CalSTRS beneficiaries, students, representatives of non-profit organizations and one trustee are urging the $241.3 billion West Sacramento-based pension plan to divest from fossil-fuel investments.
At CalSTRS' recent investment committee meeting, a large group that included about 40 school children armed with signs, banners and stuffed animals, urged the committee to divest from fossil fuels and to add divestment as a tool in the California State Teachers' Retirement System's governance policy. Speakers, including many of the students whose comments were not broadcast by CalSTRS to protect their privacy, urged CalSTRS to divest, according to videos posted on the website of Fossil Free California.
Jane Vosburg, a CalSTRS beneficiary and a member of the steering committee of non-profit organization Fossil Free California, also urged pension fund officials to include in its policy that it is willing to divest from fossil fuels and to use that divestment threat to persuade fossil-fuel companies to reduce C02 emissions.
"We feel that active engagement with fossil-fuel companies should not end with discussion and talk," Ms. Vosburg said. "Divestment by CalSTRS and other large investors may be the persuasion they need to take steps to combat climate change, which threatens our fund and our very existence."
California Treasurer Fiona Ma, a CalSTRS and CalPERS board member, is also calling on CalSTRS to divest from its investment in fossil fuels, said Mark DeSio, a spokesman for the treasurer. On Sept. 10, Ms. Ma circulated a news release from Fossil Free California highlighting Ms. Ma's support for fossil-fuel divestment.
"Where we invest our money reflects our values, and we should be valuing a clean energy future for California. These brave and passionate students are reminding us of that," Ms. Ma said in the release.
Mr. DeSio said in an email that Ms. Ma is starting with urging CalSTRS to divest from fossil fuels, and after that may ask the $378.4 billion California Public Employees' Retirement System, Sacramento, to also divest from fossil fuels.
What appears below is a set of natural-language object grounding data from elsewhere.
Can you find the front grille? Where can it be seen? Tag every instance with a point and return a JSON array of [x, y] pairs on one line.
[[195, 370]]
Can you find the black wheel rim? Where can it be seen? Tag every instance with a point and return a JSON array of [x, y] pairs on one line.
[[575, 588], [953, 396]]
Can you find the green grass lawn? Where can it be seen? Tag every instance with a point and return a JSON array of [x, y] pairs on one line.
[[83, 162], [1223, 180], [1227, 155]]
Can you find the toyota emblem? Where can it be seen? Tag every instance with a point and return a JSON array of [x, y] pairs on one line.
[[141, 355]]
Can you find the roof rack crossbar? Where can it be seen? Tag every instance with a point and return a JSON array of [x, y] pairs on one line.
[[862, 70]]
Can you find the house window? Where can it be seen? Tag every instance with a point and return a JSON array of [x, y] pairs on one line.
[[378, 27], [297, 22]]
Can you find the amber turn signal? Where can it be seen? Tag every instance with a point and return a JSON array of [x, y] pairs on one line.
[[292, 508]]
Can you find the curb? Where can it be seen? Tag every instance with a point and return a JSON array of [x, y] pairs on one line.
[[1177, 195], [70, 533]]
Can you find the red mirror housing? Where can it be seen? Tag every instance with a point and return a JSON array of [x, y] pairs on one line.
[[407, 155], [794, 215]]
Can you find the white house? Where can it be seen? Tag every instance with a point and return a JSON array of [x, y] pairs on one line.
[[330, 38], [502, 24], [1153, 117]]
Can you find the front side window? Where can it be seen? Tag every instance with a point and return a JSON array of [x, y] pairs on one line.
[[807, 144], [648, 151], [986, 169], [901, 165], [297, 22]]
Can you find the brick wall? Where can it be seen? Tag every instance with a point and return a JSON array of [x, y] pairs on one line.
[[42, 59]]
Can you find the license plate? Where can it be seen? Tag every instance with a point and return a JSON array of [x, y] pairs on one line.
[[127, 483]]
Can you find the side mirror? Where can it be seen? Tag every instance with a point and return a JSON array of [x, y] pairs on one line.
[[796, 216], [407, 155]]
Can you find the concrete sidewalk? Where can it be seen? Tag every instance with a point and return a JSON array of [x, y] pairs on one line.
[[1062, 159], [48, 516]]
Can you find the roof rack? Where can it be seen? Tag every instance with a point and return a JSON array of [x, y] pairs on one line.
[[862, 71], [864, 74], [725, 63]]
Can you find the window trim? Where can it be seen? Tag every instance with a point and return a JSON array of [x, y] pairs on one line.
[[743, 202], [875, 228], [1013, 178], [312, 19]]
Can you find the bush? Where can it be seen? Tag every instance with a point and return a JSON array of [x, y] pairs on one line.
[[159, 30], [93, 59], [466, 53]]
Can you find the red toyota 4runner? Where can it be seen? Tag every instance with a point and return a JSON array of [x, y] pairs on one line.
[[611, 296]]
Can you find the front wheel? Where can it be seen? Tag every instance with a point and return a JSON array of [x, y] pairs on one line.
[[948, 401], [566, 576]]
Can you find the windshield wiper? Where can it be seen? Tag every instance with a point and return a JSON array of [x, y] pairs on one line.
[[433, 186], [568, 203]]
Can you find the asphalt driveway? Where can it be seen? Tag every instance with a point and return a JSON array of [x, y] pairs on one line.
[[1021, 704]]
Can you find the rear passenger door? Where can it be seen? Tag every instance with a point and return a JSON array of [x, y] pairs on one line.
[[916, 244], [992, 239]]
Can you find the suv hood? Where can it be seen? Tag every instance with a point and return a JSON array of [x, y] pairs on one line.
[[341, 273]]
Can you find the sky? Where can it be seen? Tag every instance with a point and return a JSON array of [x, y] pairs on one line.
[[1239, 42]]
After the public comment period was over, Harry M. Keiley, investment committee chairman said that committee members talked about the issue but they disagree on the speed of change. Members of the public want CalSTRS to divest from fossil fuels today or yesterday, he said. While CalSTRS may not be divesting from fossil fuels right now, pension fund officials do care about the issue, he said.
"CalSTRS understands that climate change poses material risks to humanity, the world economy and our investment portfolio," the pension fund said in a written statement. "CalSTRS, as part of a global coalition of investors, is currently engaging with the major fossil-fuel companies to advance a transition to a low-carbon economy."
Pension funds officials also support public policies such as cap-and-trade, engaging with companies and investing in sustainable business while fulfilling its fiduciary duty to provide benefits to California's educators, it stated.